Selenium Boot eliminates the boilerplate that every Java Selenium project repeats — WebDriver setup and teardown, wait helpers, retry logic, screenshot capture, and report generation — so your test code contains only test intent.
It is inspired by Spring Boot's philosophy: sensible defaults, convention over configuration, and zero required setup for common cases.
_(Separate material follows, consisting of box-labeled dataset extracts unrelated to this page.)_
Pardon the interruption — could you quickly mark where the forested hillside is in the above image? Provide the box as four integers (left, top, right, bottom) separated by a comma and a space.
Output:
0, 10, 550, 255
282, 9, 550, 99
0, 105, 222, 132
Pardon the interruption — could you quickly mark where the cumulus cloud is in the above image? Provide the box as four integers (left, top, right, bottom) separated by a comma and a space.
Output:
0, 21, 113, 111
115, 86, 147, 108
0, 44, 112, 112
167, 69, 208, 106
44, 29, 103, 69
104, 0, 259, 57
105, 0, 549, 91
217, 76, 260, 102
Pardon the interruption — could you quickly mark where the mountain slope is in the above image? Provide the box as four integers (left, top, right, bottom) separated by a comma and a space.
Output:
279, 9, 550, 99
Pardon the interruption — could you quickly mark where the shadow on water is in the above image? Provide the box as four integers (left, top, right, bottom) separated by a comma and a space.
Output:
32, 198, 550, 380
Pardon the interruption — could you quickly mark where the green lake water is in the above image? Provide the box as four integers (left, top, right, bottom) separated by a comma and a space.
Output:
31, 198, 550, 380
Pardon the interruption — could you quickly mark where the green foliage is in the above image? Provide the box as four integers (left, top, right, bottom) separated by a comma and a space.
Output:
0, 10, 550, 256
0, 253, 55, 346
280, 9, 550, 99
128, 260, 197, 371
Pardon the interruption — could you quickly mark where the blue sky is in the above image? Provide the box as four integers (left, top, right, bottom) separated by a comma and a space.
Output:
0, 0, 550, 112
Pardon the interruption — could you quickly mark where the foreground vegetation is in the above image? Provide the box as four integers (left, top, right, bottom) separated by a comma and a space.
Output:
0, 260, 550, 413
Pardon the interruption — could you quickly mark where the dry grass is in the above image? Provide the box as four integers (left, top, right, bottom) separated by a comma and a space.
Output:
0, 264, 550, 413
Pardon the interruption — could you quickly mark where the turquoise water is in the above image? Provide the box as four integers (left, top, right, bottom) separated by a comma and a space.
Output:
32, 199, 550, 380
public class LoginTest extends BaseTest {
@Test(description = "Valid user can log in")
public void loginTest() {
open();
new LoginPage(getDriver()).login("admin", "secret");
Assert.assertTrue(new DashboardPage(getDriver()).isLoaded());
}
}
No WebDriver setup. No @AfterMethod teardown. No wait helpers. No retry configuration.
Just the test.
Design philosophy
People often ask whether Selenium Boot is meant to be an opinionated framework, an extensible toolkit, or a thin productivity layer over Selenium. It's the Spring Boot of Java test automation — and the answer is layered, not equal parts of all three:
- Opinionated core (primary). Convention over configuration, zero boilerplate by default. Add one dependency, extend
BaseTest/BasePage, and the framework has already made the sensible decisions for you.selenium-boot.ymlis optional —SeleniumBootDefaultscovers you if you never write it. - Never hides Selenium (the constraint). Unlike heavier abstractions, Selenium Boot never takes the raw
WebDriveraway from you. When the conventions don't fit, drop straight down toWebDriver/By/WebElement. Opinionated without being a cage. - Extensible toolkit (the escape hatch). An SPI/registry plugin system (
DriverProviderRegistry,PluginRegistry,ReportAdapterRegistry) makes it modular for the power users who need it — serving the opinionated core, not replacing it. Most users never touch it.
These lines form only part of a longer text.